FHA 203(k) Standard Loans
FHA 203(k) standard loans are for home improvements that cost more than $5,000, but not more than $35,000. Credit scores of 500 and higher are eligible, but this loan involves refinancing your existing mortgage to an FHA 203(k) loan and rolling the cost of your roof into the new mortgage. You'll also need at least a 3.5% down payment, which increases to 10% if your credit score is below 580.
FHA Title I Loans
This type of loan is more likely to be approved quickly, especially if you have $7,500 or less to borrow. These loans are unsecured, but any amount over $7,500 is secured by your home. The maximum amount you can borrow is $25,000, and you'll have up to 20 years to pay it back, making it a nice option if you're looking for low payments. To qualify for this loan, you'll have to have a debt-to-income ratio of less than 45%.
Cash-Out Refinance
This option is similar to the government's FHA 203(k) loan because you'll end up rolling your roof costs into your mortgage amount. The nice aspect of this type of financing is that you won't have to worry about making an extra payment on your roof loan. You'll simply pay your mortgage every month, which will also cover the amount you borrowed for your roof. Additionally, you'll probably get a lower interest rate than through other options as well.

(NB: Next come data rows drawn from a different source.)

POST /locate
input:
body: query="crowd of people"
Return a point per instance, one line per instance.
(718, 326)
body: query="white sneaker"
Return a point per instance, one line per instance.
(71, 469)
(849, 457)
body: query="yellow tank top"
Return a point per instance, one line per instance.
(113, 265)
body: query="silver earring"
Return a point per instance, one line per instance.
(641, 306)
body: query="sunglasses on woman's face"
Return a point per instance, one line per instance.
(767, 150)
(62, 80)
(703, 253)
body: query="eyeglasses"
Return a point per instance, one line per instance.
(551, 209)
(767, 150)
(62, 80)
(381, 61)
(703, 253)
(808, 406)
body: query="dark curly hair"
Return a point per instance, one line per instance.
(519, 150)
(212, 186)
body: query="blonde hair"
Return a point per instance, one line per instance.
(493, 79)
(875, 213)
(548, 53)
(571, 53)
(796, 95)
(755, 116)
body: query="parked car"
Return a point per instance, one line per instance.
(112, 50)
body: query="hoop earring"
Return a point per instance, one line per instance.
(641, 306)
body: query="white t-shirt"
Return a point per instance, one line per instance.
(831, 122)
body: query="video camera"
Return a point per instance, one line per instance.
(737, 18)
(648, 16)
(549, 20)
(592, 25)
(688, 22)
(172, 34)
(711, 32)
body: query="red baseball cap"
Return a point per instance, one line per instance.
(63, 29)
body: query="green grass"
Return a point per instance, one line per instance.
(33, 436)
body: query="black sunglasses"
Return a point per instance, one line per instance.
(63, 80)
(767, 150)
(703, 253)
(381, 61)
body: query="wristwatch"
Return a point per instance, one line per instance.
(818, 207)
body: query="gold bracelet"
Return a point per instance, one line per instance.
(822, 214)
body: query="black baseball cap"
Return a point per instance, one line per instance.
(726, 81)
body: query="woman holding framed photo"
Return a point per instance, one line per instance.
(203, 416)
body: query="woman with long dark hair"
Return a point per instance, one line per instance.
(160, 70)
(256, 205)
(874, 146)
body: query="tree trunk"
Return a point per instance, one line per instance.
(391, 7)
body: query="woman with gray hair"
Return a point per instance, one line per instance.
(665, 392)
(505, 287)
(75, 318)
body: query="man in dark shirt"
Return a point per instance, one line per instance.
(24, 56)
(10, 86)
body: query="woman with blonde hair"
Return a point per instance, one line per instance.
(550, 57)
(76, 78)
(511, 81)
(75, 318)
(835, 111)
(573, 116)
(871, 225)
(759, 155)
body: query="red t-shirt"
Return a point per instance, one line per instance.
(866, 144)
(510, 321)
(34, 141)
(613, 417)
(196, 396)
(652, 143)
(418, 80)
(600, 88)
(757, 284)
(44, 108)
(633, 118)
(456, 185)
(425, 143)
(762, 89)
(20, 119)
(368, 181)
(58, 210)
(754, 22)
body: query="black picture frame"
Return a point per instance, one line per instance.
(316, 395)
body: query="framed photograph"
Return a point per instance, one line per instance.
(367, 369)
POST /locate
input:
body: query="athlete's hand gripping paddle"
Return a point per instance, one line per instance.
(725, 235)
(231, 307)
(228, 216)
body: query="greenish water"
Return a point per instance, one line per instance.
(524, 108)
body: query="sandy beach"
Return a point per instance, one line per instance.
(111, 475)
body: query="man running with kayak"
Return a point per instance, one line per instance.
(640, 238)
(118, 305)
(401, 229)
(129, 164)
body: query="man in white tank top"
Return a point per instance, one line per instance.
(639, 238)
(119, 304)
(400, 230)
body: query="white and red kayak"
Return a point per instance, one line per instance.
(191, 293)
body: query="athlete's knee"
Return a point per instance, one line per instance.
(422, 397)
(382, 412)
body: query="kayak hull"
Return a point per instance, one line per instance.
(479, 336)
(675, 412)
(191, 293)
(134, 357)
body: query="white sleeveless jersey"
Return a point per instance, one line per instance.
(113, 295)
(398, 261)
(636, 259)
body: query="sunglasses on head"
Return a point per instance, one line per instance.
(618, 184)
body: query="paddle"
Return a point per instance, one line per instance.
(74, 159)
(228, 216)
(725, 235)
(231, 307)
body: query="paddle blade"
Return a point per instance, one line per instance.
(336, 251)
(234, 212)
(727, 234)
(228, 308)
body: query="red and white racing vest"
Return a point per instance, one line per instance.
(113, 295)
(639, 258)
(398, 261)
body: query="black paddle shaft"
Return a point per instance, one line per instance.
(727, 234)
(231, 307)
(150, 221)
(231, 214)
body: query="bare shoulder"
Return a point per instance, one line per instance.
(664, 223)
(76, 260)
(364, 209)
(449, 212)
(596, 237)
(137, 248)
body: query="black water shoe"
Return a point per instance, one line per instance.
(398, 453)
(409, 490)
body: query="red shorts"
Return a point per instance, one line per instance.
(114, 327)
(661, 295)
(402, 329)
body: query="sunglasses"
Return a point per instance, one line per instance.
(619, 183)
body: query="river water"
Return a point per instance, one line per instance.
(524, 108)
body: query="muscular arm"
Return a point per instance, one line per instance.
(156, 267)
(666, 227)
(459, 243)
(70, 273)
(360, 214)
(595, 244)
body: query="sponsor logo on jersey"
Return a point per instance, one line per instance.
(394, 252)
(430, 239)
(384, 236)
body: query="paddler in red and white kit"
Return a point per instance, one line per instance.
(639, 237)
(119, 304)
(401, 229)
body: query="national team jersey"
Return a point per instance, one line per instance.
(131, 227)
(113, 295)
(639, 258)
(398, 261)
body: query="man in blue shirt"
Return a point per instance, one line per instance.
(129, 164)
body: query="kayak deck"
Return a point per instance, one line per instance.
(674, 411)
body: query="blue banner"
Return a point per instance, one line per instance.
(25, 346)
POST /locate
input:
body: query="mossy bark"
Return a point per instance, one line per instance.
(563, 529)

There are a couple of disadvantages to this financing option, though. One is that it'll take time to refinance your home. The average time for a refinance to be fully complete is 45 days, so if you need your roof installed right away, this is not a good choice. Additionally, as with home equity loans and HELOCs, your house is your collateral for the money you're borrowing. If you have issues paying it off, you could lose a lot more than a roof.
As you can see, there are quite a few options to help you afford a new roof. Now, what you need to do is determine which option works for your financial needs and your immediate roofing needs. You don't want to wait to get financed if you need a roof immediately, so financing through your roofing company is the option most likely to get your job done soon.